LJ Idol Chapter 3: Smile

Nov 14, 2009 17:47

Flash and I exchange a smile and a handshake. I pay Jimmy for my meal and leave. The rest of the bar's patrons watch me go. It was Flash that made them uncomfortable, but they are glad to see me leave.

I plunge my hands into my coat pockets as I walk down the dimly lit streets. I find myself thinking about the photograph of Jason. There was something wrong with it. I wish I had it with me so that I could take another look. But, I can still run it through my mind.

I imagine Jason at the pier, leaning back on a wooden railing. His friend is taking the picture, asking him to smile for the camera. I find myself wondering who his friend is. If Jason is from Omaha, where did he find the ocean?

The background in the picture looked familiar. I wonder if the picture was taken somewhere in California. Maybe it is a vacation picture? Who was he on vacation with? A girlfriend? I can't put my finger on it. I need to go home and take another look at the photograph.
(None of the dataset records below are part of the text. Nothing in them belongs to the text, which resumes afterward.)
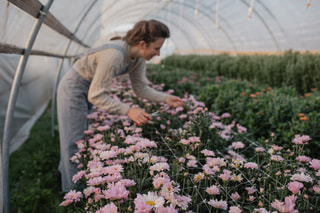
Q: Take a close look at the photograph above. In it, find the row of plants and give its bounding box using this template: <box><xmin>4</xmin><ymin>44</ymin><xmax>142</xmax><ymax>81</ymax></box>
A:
<box><xmin>148</xmin><ymin>65</ymin><xmax>320</xmax><ymax>157</ymax></box>
<box><xmin>60</xmin><ymin>73</ymin><xmax>320</xmax><ymax>213</ymax></box>
<box><xmin>162</xmin><ymin>51</ymin><xmax>320</xmax><ymax>94</ymax></box>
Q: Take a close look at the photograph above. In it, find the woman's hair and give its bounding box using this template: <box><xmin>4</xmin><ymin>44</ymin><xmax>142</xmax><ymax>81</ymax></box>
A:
<box><xmin>124</xmin><ymin>19</ymin><xmax>170</xmax><ymax>46</ymax></box>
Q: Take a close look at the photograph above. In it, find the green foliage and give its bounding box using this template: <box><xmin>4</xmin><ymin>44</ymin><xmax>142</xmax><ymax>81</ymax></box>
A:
<box><xmin>148</xmin><ymin>65</ymin><xmax>320</xmax><ymax>157</ymax></box>
<box><xmin>9</xmin><ymin>107</ymin><xmax>70</xmax><ymax>213</ymax></box>
<box><xmin>163</xmin><ymin>51</ymin><xmax>320</xmax><ymax>94</ymax></box>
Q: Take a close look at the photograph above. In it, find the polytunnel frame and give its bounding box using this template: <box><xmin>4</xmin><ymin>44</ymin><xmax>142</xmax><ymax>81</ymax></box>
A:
<box><xmin>0</xmin><ymin>0</ymin><xmax>97</xmax><ymax>213</ymax></box>
<box><xmin>2</xmin><ymin>0</ymin><xmax>54</xmax><ymax>213</ymax></box>
<box><xmin>0</xmin><ymin>0</ymin><xmax>288</xmax><ymax>212</ymax></box>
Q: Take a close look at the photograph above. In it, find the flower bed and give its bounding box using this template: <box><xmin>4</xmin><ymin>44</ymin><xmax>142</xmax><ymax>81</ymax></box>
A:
<box><xmin>60</xmin><ymin>77</ymin><xmax>320</xmax><ymax>212</ymax></box>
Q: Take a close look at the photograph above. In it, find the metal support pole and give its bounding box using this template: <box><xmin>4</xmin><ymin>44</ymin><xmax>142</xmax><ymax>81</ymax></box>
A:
<box><xmin>1</xmin><ymin>0</ymin><xmax>54</xmax><ymax>213</ymax></box>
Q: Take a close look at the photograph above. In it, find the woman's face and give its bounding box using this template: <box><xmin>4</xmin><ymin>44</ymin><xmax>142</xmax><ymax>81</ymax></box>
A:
<box><xmin>141</xmin><ymin>38</ymin><xmax>165</xmax><ymax>61</ymax></box>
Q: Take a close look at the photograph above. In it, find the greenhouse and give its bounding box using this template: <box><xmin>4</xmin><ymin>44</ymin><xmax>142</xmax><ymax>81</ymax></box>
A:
<box><xmin>0</xmin><ymin>0</ymin><xmax>320</xmax><ymax>213</ymax></box>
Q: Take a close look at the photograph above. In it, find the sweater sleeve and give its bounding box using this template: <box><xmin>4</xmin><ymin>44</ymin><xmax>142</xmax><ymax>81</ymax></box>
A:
<box><xmin>88</xmin><ymin>50</ymin><xmax>130</xmax><ymax>115</ymax></box>
<box><xmin>129</xmin><ymin>59</ymin><xmax>168</xmax><ymax>102</ymax></box>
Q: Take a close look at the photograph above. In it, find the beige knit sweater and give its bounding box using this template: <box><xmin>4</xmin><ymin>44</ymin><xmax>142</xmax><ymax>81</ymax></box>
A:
<box><xmin>73</xmin><ymin>40</ymin><xmax>167</xmax><ymax>115</ymax></box>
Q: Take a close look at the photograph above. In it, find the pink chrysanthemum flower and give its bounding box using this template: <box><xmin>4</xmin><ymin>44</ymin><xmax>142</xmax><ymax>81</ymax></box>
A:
<box><xmin>244</xmin><ymin>162</ymin><xmax>258</xmax><ymax>169</ymax></box>
<box><xmin>255</xmin><ymin>147</ymin><xmax>265</xmax><ymax>152</ymax></box>
<box><xmin>63</xmin><ymin>190</ymin><xmax>82</xmax><ymax>202</ymax></box>
<box><xmin>229</xmin><ymin>206</ymin><xmax>241</xmax><ymax>213</ymax></box>
<box><xmin>206</xmin><ymin>185</ymin><xmax>220</xmax><ymax>195</ymax></box>
<box><xmin>134</xmin><ymin>192</ymin><xmax>165</xmax><ymax>209</ymax></box>
<box><xmin>310</xmin><ymin>159</ymin><xmax>320</xmax><ymax>170</ymax></box>
<box><xmin>102</xmin><ymin>185</ymin><xmax>129</xmax><ymax>200</ymax></box>
<box><xmin>72</xmin><ymin>170</ymin><xmax>86</xmax><ymax>183</ymax></box>
<box><xmin>231</xmin><ymin>141</ymin><xmax>244</xmax><ymax>149</ymax></box>
<box><xmin>290</xmin><ymin>173</ymin><xmax>313</xmax><ymax>183</ymax></box>
<box><xmin>150</xmin><ymin>163</ymin><xmax>170</xmax><ymax>172</ymax></box>
<box><xmin>246</xmin><ymin>186</ymin><xmax>257</xmax><ymax>195</ymax></box>
<box><xmin>292</xmin><ymin>135</ymin><xmax>311</xmax><ymax>145</ymax></box>
<box><xmin>96</xmin><ymin>202</ymin><xmax>118</xmax><ymax>213</ymax></box>
<box><xmin>296</xmin><ymin>155</ymin><xmax>311</xmax><ymax>163</ymax></box>
<box><xmin>271</xmin><ymin>195</ymin><xmax>299</xmax><ymax>213</ymax></box>
<box><xmin>179</xmin><ymin>139</ymin><xmax>190</xmax><ymax>145</ymax></box>
<box><xmin>154</xmin><ymin>206</ymin><xmax>178</xmax><ymax>213</ymax></box>
<box><xmin>288</xmin><ymin>181</ymin><xmax>303</xmax><ymax>194</ymax></box>
<box><xmin>270</xmin><ymin>155</ymin><xmax>284</xmax><ymax>162</ymax></box>
<box><xmin>201</xmin><ymin>149</ymin><xmax>215</xmax><ymax>157</ymax></box>
<box><xmin>208</xmin><ymin>199</ymin><xmax>228</xmax><ymax>210</ymax></box>
<box><xmin>187</xmin><ymin>160</ymin><xmax>198</xmax><ymax>167</ymax></box>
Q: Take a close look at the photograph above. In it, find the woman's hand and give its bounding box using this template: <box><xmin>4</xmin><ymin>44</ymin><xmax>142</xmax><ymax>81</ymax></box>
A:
<box><xmin>128</xmin><ymin>107</ymin><xmax>151</xmax><ymax>125</ymax></box>
<box><xmin>164</xmin><ymin>95</ymin><xmax>184</xmax><ymax>107</ymax></box>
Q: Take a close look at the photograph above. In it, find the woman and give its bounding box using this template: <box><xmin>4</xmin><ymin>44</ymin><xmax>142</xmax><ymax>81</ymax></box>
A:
<box><xmin>57</xmin><ymin>20</ymin><xmax>183</xmax><ymax>192</ymax></box>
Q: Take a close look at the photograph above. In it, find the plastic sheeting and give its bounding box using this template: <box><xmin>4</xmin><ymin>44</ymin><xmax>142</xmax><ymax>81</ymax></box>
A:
<box><xmin>0</xmin><ymin>0</ymin><xmax>320</xmax><ymax>209</ymax></box>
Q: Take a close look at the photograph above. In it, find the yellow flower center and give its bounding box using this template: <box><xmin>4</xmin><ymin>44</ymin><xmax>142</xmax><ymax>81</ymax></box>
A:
<box><xmin>146</xmin><ymin>200</ymin><xmax>156</xmax><ymax>206</ymax></box>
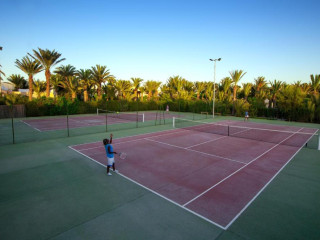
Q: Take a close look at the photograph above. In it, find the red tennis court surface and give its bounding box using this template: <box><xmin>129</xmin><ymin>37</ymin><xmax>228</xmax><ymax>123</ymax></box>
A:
<box><xmin>70</xmin><ymin>121</ymin><xmax>316</xmax><ymax>229</ymax></box>
<box><xmin>22</xmin><ymin>113</ymin><xmax>175</xmax><ymax>132</ymax></box>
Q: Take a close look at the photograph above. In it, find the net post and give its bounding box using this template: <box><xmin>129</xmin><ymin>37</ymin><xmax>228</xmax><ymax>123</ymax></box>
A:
<box><xmin>11</xmin><ymin>104</ymin><xmax>15</xmax><ymax>144</ymax></box>
<box><xmin>106</xmin><ymin>112</ymin><xmax>108</xmax><ymax>132</ymax></box>
<box><xmin>67</xmin><ymin>103</ymin><xmax>70</xmax><ymax>137</ymax></box>
<box><xmin>136</xmin><ymin>111</ymin><xmax>139</xmax><ymax>128</ymax></box>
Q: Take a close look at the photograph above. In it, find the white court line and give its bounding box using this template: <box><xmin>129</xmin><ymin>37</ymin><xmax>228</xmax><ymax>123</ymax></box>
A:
<box><xmin>20</xmin><ymin>120</ymin><xmax>42</xmax><ymax>132</ymax></box>
<box><xmin>183</xmin><ymin>128</ymin><xmax>303</xmax><ymax>206</ymax></box>
<box><xmin>226</xmin><ymin>127</ymin><xmax>317</xmax><ymax>229</ymax></box>
<box><xmin>69</xmin><ymin>125</ymin><xmax>315</xmax><ymax>230</ymax></box>
<box><xmin>144</xmin><ymin>138</ymin><xmax>246</xmax><ymax>164</ymax></box>
<box><xmin>69</xmin><ymin>146</ymin><xmax>225</xmax><ymax>229</ymax></box>
<box><xmin>186</xmin><ymin>124</ymin><xmax>249</xmax><ymax>149</ymax></box>
<box><xmin>185</xmin><ymin>136</ymin><xmax>227</xmax><ymax>149</ymax></box>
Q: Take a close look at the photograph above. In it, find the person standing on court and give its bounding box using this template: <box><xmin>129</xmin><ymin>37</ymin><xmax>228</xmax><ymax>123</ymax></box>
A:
<box><xmin>103</xmin><ymin>133</ymin><xmax>119</xmax><ymax>176</ymax></box>
<box><xmin>244</xmin><ymin>111</ymin><xmax>249</xmax><ymax>122</ymax></box>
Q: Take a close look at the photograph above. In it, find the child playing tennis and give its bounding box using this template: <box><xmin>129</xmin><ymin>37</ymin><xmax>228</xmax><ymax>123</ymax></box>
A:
<box><xmin>244</xmin><ymin>111</ymin><xmax>249</xmax><ymax>122</ymax></box>
<box><xmin>103</xmin><ymin>133</ymin><xmax>118</xmax><ymax>176</ymax></box>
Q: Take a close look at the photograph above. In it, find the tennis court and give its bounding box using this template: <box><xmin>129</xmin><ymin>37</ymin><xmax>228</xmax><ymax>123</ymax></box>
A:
<box><xmin>70</xmin><ymin>119</ymin><xmax>318</xmax><ymax>229</ymax></box>
<box><xmin>21</xmin><ymin>109</ymin><xmax>177</xmax><ymax>132</ymax></box>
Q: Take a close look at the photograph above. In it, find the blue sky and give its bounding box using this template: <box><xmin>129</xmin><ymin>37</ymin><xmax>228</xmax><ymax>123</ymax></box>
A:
<box><xmin>0</xmin><ymin>0</ymin><xmax>320</xmax><ymax>83</ymax></box>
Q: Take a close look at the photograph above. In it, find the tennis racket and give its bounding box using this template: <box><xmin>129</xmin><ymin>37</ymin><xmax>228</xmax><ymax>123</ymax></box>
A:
<box><xmin>119</xmin><ymin>152</ymin><xmax>127</xmax><ymax>160</ymax></box>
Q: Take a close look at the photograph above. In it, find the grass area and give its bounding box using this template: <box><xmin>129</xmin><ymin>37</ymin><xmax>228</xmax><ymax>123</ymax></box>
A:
<box><xmin>0</xmin><ymin>117</ymin><xmax>320</xmax><ymax>240</ymax></box>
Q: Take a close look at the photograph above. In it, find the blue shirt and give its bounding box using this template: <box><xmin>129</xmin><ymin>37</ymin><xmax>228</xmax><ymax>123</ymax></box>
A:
<box><xmin>104</xmin><ymin>144</ymin><xmax>114</xmax><ymax>158</ymax></box>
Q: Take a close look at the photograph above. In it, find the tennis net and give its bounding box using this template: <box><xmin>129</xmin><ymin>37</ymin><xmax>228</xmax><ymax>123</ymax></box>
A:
<box><xmin>97</xmin><ymin>108</ymin><xmax>144</xmax><ymax>122</ymax></box>
<box><xmin>173</xmin><ymin>118</ymin><xmax>320</xmax><ymax>150</ymax></box>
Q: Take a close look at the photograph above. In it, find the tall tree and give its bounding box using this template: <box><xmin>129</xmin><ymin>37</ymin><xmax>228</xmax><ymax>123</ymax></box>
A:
<box><xmin>242</xmin><ymin>83</ymin><xmax>252</xmax><ymax>101</ymax></box>
<box><xmin>16</xmin><ymin>56</ymin><xmax>43</xmax><ymax>101</ymax></box>
<box><xmin>7</xmin><ymin>74</ymin><xmax>28</xmax><ymax>90</ymax></box>
<box><xmin>28</xmin><ymin>48</ymin><xmax>65</xmax><ymax>97</ymax></box>
<box><xmin>50</xmin><ymin>74</ymin><xmax>64</xmax><ymax>98</ymax></box>
<box><xmin>76</xmin><ymin>69</ymin><xmax>93</xmax><ymax>102</ymax></box>
<box><xmin>54</xmin><ymin>64</ymin><xmax>79</xmax><ymax>100</ymax></box>
<box><xmin>34</xmin><ymin>79</ymin><xmax>46</xmax><ymax>98</ymax></box>
<box><xmin>194</xmin><ymin>82</ymin><xmax>206</xmax><ymax>100</ymax></box>
<box><xmin>61</xmin><ymin>76</ymin><xmax>81</xmax><ymax>100</ymax></box>
<box><xmin>229</xmin><ymin>70</ymin><xmax>246</xmax><ymax>115</ymax></box>
<box><xmin>91</xmin><ymin>64</ymin><xmax>113</xmax><ymax>99</ymax></box>
<box><xmin>219</xmin><ymin>77</ymin><xmax>232</xmax><ymax>101</ymax></box>
<box><xmin>310</xmin><ymin>74</ymin><xmax>320</xmax><ymax>95</ymax></box>
<box><xmin>269</xmin><ymin>80</ymin><xmax>282</xmax><ymax>108</ymax></box>
<box><xmin>131</xmin><ymin>78</ymin><xmax>143</xmax><ymax>100</ymax></box>
<box><xmin>114</xmin><ymin>80</ymin><xmax>131</xmax><ymax>99</ymax></box>
<box><xmin>254</xmin><ymin>76</ymin><xmax>267</xmax><ymax>99</ymax></box>
<box><xmin>144</xmin><ymin>80</ymin><xmax>161</xmax><ymax>100</ymax></box>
Photographs make up a large part of my business. But, I don't have many of myself. No one positions me up against a backdrop and asks me to smile. It is more likely for me to be thrown up against a wall and told to stand still and don't move.

It is too bad, really. I have a rather nice smile. I've been told that I have a disarming smile. I don't think that is entirely accurate, though. I mean, I've never smiled at someone and had them put their gun away.

My mind starts to wander while I plod through the streets. I find myself counting the number of times I've been roughed up and threatened. I try to remember my attitude and expression at the time.

I see a man walking down the street toward me. It is late, and it is just the two of us. But, it is not uncommon. He certainly isn't the first person I've encountered since leaving Jimmy's. I move to one side of the sidewalk to let him pass.

He moves to intercept me.

I move to the other side, and he moves as well.

I don't need this. I've got too much on my mind. I turn at the alley and decide to go around. He follows me. Any hope I have that he is simply a coincidental meanderer is shattered when he says, "Hey bub. C'mere."

Maybe it is because of my current train of thought, but I turn and can't help but smile. I stoop a bit, my hands still deep in my pockets. I wonder if it makes me look smaller.

"Give me your wallet," the stranger orders.

I walk up to him nice and slowly and ask, "Why?"

He pulls a knife out of his pocket. A switchblade. Very old school mugger, this guy is. By the time the blade is free of its sheath my fist is in his face. The blow sends sparks of pain through my arm to my elbow, but it doesn't rattle him enough to make him drop the knife. I hop to my right and his knife thrust goes by me.

I drive my right elbow into his left temple and follow that up with a knee to his face. I realize that I am still smiling.

I realize that it is a lot more fun to be on the winning side of a fist fight.

I kneel down and retrieve his knife. I hold it to his throat and ask him for his wallet. He knows why.

The rest of my walk home is uneventful. I've forgotten what was bothering me and it isn't until morning that I think to inspect Jason's photograph again. It isn't until morning that I realize what is wrong with the smiling blonde man on the pier.